The variants file is a text file with, at least, 5 columns separated by a tab character (the header is required, but the order of the columns can change):

  • Column CHROMOSOME: Chromosome. A number between 1 and 22 or the letter X or Y (upper case)
  • Column POSITION: Mutation position. A positive integer.
  • Column REF: Reference allele [1].
  • Column ALT: Alternate allele [1].
  • Column SAMPLE: Sample identifier. Any alphanumeric string.
  • Column CANCER_TYPE: Cancer type. Any alphanumeric string. Optional.
  • Column SIGNATURE: User defined signature categories. Any alphanumeric string. Optional.

Mutations are expected to be in the positive strand.

Regions file format

The regions file is a text file with, at least, 4 columns separated by a tab character (header is required):

  • Column CHROMOSOME]: Chromosome. A number between 1 and 22 or the letter X or Y (upper case)
  • Column START: Start position. A positive integer.
  • Column END: End position. A positive integer.
  • Column ELEMENT: Element identifier. Can appear multiple times if the element is divided in segments.

Important

Analysis is perform element-wise. One single element can have multiple segments (even if you do not provide an identifier for them).

It is also important that different segments of the same element do not overlap.

Optional columns are:

  • Column STRAND: Strand: + for positive, - for negative, . for unknown.
  • Column SEGMENT: Segment identifier. Optional column.
  • Column SYMBOL: Symbol, a different identifier for the element that will also be printed in the output file. Optional column.

Signature file format

The signature file is a JSON file, where pairs of key-values represent the changes and the probabilities of those changes.

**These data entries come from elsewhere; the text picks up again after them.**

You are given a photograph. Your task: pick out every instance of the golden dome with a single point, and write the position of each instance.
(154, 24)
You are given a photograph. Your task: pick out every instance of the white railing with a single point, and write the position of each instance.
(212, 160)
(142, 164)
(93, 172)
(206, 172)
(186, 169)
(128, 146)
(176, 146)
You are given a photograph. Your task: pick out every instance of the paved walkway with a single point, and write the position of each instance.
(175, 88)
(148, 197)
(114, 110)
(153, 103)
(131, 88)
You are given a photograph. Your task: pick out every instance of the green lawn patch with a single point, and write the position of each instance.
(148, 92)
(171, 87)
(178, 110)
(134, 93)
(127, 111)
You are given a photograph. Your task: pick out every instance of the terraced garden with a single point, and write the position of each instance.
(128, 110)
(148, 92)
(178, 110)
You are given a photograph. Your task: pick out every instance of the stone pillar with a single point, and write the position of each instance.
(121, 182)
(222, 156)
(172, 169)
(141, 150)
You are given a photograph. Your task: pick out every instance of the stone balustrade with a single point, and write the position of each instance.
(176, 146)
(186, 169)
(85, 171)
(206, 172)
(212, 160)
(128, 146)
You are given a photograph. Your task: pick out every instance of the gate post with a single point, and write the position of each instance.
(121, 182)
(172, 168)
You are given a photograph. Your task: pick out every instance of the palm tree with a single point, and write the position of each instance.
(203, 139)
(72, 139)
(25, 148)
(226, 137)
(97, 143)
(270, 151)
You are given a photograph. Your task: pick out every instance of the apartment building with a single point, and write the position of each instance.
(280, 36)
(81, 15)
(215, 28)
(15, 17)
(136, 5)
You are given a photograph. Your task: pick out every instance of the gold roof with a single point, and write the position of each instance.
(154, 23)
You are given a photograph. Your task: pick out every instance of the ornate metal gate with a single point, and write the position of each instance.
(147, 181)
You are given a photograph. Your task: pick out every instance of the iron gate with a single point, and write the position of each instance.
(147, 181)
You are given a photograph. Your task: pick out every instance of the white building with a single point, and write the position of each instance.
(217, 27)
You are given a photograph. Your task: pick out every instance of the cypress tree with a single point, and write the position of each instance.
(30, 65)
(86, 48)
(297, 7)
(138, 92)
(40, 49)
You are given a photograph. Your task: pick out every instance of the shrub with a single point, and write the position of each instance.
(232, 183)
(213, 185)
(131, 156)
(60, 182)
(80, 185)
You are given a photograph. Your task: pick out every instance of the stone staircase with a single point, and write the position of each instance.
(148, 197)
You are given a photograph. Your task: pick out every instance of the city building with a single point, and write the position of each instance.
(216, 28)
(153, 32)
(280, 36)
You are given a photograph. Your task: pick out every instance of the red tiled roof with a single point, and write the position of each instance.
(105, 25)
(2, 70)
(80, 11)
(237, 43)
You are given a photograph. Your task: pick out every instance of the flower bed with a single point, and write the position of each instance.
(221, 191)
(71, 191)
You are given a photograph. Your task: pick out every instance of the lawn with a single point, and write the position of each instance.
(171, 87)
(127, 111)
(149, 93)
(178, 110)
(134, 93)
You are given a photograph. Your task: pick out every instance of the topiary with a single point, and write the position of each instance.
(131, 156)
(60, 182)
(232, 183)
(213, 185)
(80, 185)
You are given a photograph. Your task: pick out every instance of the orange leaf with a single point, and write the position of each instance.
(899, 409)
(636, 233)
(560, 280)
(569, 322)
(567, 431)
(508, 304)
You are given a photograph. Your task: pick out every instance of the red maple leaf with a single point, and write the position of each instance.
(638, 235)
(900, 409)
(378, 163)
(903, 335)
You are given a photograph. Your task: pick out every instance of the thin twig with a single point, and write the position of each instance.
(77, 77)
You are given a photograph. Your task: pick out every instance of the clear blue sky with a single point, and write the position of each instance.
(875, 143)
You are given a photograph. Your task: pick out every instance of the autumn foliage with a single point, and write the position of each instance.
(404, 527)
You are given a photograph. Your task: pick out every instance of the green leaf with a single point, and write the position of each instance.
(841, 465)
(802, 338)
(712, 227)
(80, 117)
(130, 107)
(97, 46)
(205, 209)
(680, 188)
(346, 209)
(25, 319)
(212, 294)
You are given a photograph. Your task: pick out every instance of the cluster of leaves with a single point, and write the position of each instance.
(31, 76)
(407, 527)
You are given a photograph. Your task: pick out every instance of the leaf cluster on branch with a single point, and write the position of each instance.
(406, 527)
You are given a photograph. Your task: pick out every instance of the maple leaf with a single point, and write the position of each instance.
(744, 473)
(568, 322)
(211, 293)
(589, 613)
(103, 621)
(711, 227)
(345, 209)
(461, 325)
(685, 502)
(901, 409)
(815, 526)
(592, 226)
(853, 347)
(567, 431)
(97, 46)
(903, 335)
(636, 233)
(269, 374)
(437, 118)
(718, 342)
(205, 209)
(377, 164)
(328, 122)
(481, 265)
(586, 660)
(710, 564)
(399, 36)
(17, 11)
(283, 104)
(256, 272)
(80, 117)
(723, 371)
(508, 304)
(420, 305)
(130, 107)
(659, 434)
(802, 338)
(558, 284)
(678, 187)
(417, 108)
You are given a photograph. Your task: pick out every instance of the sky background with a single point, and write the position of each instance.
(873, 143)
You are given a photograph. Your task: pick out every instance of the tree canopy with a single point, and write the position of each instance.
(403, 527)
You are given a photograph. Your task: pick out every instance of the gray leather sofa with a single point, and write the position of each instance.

Changes are represented as AAA>C (reference triplet, > and alternate).

See the bgsignature package for more information.

Output file format

OncodriveFML generates a tabulated file with the results with the extension “.tsv”.

Check the output section to find a detailed description regarding the output.


[1](1, 2) The alleles consist on a single letter or a set of letters using A, C, G or T (upper case). Single Nucleotide Variants are indentified because both, REF and ALT contain only one letter. In Multi-Nucleotide Variants REF and ALT columns contain a set of letters of the same length. Insertions use - in the REF and a set of letters as ALT while deletions contain the set of deleted characters in the REF and - in the ALT columns.